Background information
- Born: Michael John Simmonds 31 January 1959 (age 67) Chesterfield, Derbyshire, England
- Genres: Progressive rock
- Occupations: Keyboardist, composer
- Instrument: Keyboards
- Years active: 1970s–present
- Website: Mickey Simmonds

= Mickey Simmonds =

Mickey Simmonds (born 31 January 1959) is an English session keyboardist, arranger and composer. He is best known for his work with progressive rock acts, Mike Oldfield, Renaissance, Camel and Fish. He has also worked with Joan Armatrading, Paul Young, The Rutles, Art Garfunkel, Kiki Dee, Mastermind, John Coghlan's Diesel Band, Elkie Brooks, Judie Tzuke, Imagination, Bucks Fizz, Jennifer Rush and The Bonzo Dog Doo-Dah Band, among others.

== Career ==
Simmonds has released three solo albums, The Shape of Rain (1996), The Seven Colours of Emptiness (2007) and Mickey Simmonds III (2021) which he describes as "a small homage to the late great Keith Emerson, sadly missed by me". He has also released Variations on Melodies of Mike Oldfield (2000), Lord of the Rings – The Two Towers (music inspired by) (2002), Lord of the Rings – Return of the King (music inspired by) (2004) and Bach for Dinner (unknown date)

Simmonds played on two albums: Islands (1987), and Heaven's Open (1991); one compilation: The Complete Mike Oldfield (1985), and toured with Mike 1983 -1993.

Having at one time been considered as a replacement for Mark Kelly in Marillion by the band's then-singer Fish, Simmonds was later chosen as the dominant co-writer on Fish's 1990 solo debut Vigil in a Wilderness of Mirrors. He also co-wrote all tracks on the follow-up album Internal Exile and performed on the tours promoting these albums. Fish described him as the musical director of his early solo years.
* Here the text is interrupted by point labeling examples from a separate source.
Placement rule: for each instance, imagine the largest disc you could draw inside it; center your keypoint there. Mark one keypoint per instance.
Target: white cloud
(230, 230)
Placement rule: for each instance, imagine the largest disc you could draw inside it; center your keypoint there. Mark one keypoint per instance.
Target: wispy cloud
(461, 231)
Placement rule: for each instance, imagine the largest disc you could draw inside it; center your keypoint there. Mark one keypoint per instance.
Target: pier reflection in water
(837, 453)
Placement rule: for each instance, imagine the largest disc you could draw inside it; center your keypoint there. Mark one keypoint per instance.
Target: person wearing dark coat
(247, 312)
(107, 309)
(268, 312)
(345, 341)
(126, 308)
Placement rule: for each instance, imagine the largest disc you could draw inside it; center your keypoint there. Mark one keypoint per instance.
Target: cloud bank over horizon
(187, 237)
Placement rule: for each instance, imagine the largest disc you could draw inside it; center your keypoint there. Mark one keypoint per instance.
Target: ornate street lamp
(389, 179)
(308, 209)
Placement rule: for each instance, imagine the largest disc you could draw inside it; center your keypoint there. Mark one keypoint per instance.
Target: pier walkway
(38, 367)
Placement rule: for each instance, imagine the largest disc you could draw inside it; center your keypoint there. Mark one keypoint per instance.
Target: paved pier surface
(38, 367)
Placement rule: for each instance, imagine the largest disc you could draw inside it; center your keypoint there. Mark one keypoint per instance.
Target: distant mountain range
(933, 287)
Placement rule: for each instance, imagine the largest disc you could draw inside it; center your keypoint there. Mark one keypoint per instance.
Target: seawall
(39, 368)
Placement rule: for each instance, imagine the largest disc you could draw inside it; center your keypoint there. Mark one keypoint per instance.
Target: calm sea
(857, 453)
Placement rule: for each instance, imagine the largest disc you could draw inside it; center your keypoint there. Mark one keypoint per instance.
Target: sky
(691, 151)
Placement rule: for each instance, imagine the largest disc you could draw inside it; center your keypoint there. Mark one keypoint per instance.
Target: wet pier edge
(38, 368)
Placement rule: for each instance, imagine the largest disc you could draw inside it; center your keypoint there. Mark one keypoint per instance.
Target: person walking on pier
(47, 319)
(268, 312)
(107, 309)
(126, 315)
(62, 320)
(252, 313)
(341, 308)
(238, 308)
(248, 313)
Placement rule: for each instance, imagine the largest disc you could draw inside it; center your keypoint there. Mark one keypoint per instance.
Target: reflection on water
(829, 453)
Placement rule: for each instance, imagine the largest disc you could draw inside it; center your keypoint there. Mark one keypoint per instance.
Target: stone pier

He left in 1992, but later returned for the tour promoting Sunsets on Empire (1997) and co-wrote two and performed on three tracks on Raingods with Zippos (1999).

Simmonds had a long-standing relationship with Neil Innes, hence The Rutles (including all the arrangements on Archaeology 1996) and The Bonzo Dog Doo-Dah Band, whose studio album Pour l'Amour des Chiens was co-produced by Simmonds & Innes.

Simmonds toured with Camel during the tour following the Dust and Dreams album release in 1992 (which had featured Ton Scherpenzeel on keyboards), performances of which appeared on the Camel live album Never Let Go (1993); he also played on the subsequent studio album Harbour of Tears (1996).

Simmonds appeared on Tuscany (2001) and the live album In the Land of the Rising Sun: Live in Japan 2002. Simmonds worked with the French band from Bordeaux XII Alfonso on The Lost Frontier (1996), Odyssées (1999), Claude Monet vol.2 1889–1904 (2005), Charles Darwin (Fall 2011).

==Personal life==
Simmonds currently resides in the village of Hersham. He has a wife, Sarah, two children, 2 granddaughters & a grandson.

== Influences ==
As influences, he cites progressive rock acts such as early Genesis, Emerson, Lake & Palmer and Pink Floyd.